Once the scientist has determined which image data are desired, he should have the option 
of extracting these data from the archival system. By linking the image browse facility with a 
Relational Data Base Management System (RDBMS), the researcher would be able to determine 
which ancillary data may be useful for the investigation. The Interactive Data Integration and 
Management System (IDIMS), developed for the Earth Science and Applications Division by the 
University of Alabama in Huntsville, is a menu-driven system which allows catalog browsing and 
retrieval of earth science data sets (Graves et al., 1990.) IDIMS manages and integrates data with 
an object-oriented approach that provides an interface between an RDBMS, the host computer 
operating system, storage management systems, and other software systems or algorithms. The 
RDBMS provides the capability to inter-relate data sets and algorithms from different scientific 
disciplines. The object-oriented user interface provides the flexibility and extensibility required 
for an evolving system to adapt to scientific needs. IDIMS was incapable of pictorially presenting 
data to the scientist. The researcher had to first extract data from the archive to determine whether 
a case study was worth pursuing. The integration of the image browse selection software with the 
IDIMS capability provides the scientist a better understanding of the data and allows him to 
extract all pertinent data from the data archive. 
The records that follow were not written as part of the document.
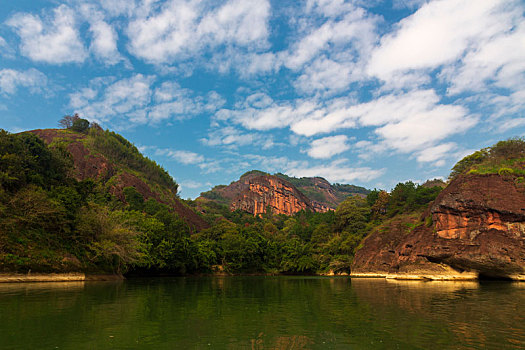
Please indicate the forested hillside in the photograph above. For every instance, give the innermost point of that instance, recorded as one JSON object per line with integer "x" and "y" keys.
{"x": 86, "y": 200}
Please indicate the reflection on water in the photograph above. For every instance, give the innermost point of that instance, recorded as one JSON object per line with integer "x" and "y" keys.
{"x": 262, "y": 313}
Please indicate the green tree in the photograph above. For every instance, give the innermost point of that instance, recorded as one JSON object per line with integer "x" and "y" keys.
{"x": 80, "y": 125}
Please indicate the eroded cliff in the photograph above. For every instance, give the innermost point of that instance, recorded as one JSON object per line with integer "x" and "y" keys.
{"x": 90, "y": 164}
{"x": 256, "y": 192}
{"x": 475, "y": 227}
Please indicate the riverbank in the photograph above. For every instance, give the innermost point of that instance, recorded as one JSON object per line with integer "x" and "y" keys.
{"x": 56, "y": 277}
{"x": 460, "y": 276}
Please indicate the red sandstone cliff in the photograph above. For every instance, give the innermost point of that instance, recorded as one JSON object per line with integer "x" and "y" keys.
{"x": 254, "y": 193}
{"x": 477, "y": 227}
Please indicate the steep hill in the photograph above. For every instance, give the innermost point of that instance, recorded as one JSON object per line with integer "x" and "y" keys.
{"x": 475, "y": 227}
{"x": 321, "y": 191}
{"x": 89, "y": 202}
{"x": 112, "y": 160}
{"x": 256, "y": 190}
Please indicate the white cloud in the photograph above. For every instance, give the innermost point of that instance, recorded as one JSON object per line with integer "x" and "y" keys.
{"x": 118, "y": 98}
{"x": 184, "y": 157}
{"x": 137, "y": 100}
{"x": 436, "y": 153}
{"x": 118, "y": 7}
{"x": 325, "y": 74}
{"x": 182, "y": 29}
{"x": 338, "y": 172}
{"x": 11, "y": 80}
{"x": 228, "y": 136}
{"x": 191, "y": 184}
{"x": 328, "y": 147}
{"x": 55, "y": 40}
{"x": 443, "y": 32}
{"x": 5, "y": 49}
{"x": 104, "y": 43}
{"x": 403, "y": 122}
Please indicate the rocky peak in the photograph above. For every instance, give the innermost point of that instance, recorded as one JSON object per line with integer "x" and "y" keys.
{"x": 255, "y": 192}
{"x": 477, "y": 229}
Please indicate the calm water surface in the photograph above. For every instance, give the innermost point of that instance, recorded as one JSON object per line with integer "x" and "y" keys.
{"x": 262, "y": 313}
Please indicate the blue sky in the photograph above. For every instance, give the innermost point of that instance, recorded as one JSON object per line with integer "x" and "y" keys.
{"x": 364, "y": 92}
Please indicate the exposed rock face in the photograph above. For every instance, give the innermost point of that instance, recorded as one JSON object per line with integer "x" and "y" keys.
{"x": 255, "y": 193}
{"x": 478, "y": 228}
{"x": 96, "y": 166}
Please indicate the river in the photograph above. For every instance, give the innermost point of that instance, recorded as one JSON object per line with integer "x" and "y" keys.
{"x": 262, "y": 313}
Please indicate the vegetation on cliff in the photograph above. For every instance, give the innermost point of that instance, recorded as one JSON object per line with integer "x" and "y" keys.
{"x": 504, "y": 158}
{"x": 52, "y": 219}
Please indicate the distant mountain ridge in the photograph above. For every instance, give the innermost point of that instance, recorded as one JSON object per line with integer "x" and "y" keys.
{"x": 115, "y": 162}
{"x": 256, "y": 191}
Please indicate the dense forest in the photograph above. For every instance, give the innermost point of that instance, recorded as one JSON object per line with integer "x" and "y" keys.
{"x": 50, "y": 221}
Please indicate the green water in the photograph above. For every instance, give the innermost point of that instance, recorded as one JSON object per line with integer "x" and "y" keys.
{"x": 262, "y": 313}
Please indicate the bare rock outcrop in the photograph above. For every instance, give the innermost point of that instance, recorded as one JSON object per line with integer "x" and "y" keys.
{"x": 475, "y": 227}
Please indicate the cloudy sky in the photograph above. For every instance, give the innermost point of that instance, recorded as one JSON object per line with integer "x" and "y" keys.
{"x": 364, "y": 92}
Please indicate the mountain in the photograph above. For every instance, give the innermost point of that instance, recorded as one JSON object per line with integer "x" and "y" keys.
{"x": 85, "y": 200}
{"x": 474, "y": 228}
{"x": 117, "y": 164}
{"x": 256, "y": 191}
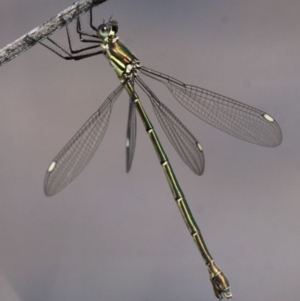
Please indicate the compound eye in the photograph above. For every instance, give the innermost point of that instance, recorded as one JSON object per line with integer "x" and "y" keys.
{"x": 103, "y": 30}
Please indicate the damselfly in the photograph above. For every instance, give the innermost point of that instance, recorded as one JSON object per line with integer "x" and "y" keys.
{"x": 230, "y": 116}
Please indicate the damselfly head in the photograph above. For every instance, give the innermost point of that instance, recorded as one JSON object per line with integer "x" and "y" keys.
{"x": 107, "y": 31}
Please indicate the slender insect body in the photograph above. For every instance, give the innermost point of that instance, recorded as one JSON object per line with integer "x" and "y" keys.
{"x": 235, "y": 118}
{"x": 122, "y": 60}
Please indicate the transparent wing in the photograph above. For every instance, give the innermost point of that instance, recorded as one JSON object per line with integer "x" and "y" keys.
{"x": 130, "y": 135}
{"x": 186, "y": 145}
{"x": 73, "y": 158}
{"x": 233, "y": 117}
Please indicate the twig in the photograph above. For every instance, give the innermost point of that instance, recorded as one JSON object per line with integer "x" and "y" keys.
{"x": 42, "y": 31}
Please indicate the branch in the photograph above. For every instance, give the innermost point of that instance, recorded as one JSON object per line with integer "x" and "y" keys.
{"x": 42, "y": 31}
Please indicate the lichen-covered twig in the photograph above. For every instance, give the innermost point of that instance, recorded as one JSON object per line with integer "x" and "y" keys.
{"x": 42, "y": 31}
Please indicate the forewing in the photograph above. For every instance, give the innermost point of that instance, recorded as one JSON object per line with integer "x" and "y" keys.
{"x": 73, "y": 158}
{"x": 233, "y": 117}
{"x": 186, "y": 145}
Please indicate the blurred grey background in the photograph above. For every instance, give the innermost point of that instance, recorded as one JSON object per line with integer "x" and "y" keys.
{"x": 116, "y": 236}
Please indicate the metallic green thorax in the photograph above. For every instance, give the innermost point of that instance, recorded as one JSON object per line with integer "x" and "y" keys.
{"x": 126, "y": 66}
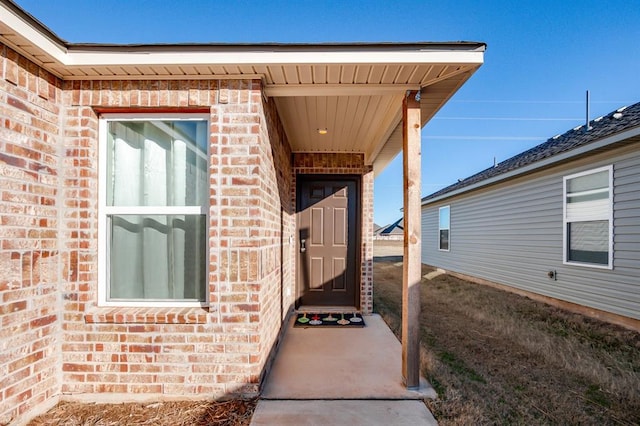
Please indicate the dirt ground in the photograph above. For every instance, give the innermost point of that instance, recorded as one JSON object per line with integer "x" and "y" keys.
{"x": 493, "y": 357}
{"x": 499, "y": 358}
{"x": 184, "y": 413}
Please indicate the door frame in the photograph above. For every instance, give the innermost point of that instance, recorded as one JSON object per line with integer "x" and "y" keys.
{"x": 357, "y": 180}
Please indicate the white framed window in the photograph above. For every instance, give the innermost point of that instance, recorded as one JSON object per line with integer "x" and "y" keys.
{"x": 153, "y": 210}
{"x": 444, "y": 227}
{"x": 588, "y": 218}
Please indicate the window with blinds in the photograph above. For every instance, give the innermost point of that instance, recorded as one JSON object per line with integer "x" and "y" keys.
{"x": 588, "y": 218}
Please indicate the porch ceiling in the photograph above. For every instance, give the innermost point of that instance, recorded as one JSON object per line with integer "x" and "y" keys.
{"x": 354, "y": 91}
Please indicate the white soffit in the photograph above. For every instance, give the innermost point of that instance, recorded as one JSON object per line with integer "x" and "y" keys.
{"x": 353, "y": 90}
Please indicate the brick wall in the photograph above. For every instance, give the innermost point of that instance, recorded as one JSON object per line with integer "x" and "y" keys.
{"x": 347, "y": 164}
{"x": 181, "y": 352}
{"x": 55, "y": 340}
{"x": 30, "y": 248}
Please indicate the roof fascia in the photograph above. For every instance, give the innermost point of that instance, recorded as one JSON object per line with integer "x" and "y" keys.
{"x": 31, "y": 29}
{"x": 302, "y": 56}
{"x": 558, "y": 158}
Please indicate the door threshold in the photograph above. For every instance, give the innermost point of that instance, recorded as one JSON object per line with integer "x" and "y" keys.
{"x": 327, "y": 309}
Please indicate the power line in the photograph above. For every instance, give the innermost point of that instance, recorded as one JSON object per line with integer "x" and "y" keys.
{"x": 504, "y": 138}
{"x": 503, "y": 101}
{"x": 507, "y": 118}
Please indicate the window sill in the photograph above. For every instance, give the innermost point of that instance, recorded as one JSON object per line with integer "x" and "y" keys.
{"x": 120, "y": 315}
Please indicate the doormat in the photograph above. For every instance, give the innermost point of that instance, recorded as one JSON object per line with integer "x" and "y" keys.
{"x": 310, "y": 320}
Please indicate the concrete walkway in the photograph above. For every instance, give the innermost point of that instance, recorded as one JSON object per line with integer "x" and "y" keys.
{"x": 325, "y": 376}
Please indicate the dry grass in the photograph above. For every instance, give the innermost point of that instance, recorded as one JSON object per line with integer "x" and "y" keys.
{"x": 498, "y": 358}
{"x": 235, "y": 412}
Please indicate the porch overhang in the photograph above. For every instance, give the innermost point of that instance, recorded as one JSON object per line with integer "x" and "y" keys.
{"x": 353, "y": 91}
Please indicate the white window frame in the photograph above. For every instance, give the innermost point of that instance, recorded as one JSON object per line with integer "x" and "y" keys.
{"x": 609, "y": 218}
{"x": 104, "y": 210}
{"x": 441, "y": 229}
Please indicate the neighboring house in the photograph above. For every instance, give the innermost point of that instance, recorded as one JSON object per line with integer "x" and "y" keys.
{"x": 559, "y": 222}
{"x": 395, "y": 231}
{"x": 164, "y": 207}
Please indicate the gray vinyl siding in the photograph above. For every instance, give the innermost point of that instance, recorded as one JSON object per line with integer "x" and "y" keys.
{"x": 512, "y": 235}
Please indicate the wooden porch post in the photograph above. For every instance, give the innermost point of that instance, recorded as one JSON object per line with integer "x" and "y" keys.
{"x": 412, "y": 240}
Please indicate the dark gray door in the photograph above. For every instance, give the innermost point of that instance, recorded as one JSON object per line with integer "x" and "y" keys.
{"x": 327, "y": 241}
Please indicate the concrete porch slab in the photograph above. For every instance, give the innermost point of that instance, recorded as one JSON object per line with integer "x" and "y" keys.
{"x": 340, "y": 363}
{"x": 342, "y": 412}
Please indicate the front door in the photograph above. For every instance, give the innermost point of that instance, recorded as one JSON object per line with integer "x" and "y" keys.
{"x": 328, "y": 238}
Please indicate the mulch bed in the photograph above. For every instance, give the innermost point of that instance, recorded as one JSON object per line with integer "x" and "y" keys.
{"x": 228, "y": 413}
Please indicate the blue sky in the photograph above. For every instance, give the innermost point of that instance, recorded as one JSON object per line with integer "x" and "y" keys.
{"x": 541, "y": 58}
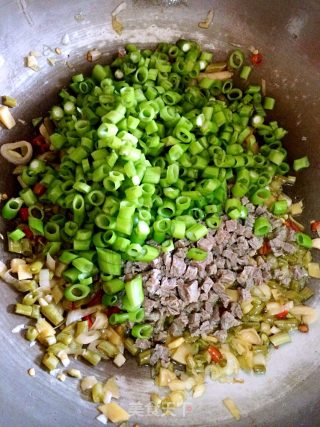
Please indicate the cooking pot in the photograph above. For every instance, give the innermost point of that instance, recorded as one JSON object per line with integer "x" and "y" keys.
{"x": 286, "y": 32}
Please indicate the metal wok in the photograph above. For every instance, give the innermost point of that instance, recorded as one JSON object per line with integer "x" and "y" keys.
{"x": 287, "y": 33}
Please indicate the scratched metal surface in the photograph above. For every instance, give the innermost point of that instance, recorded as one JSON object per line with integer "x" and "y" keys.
{"x": 287, "y": 34}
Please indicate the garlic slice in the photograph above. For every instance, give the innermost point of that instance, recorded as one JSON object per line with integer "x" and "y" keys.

The first phase of the project was to determine the feasibility of using laser video disk 
technology as the basis for the visual browse facility. It became apparent as we explored the laser 
video disk technology that it was a media which would greatly inhibit development of a visual 
toowse and data archive access facility. Several factors were part of that decision: 

• Cost - writable laser video disk systems are very expensive ($30,000). 

• Software interfaces would be difficult to develop and would be device dependent. 

• Usage would be limited to one user at a time. 

• User would have to physically relocate themselves. 

• Could not readily be accessed via computers on networks. 

• Data would be analog.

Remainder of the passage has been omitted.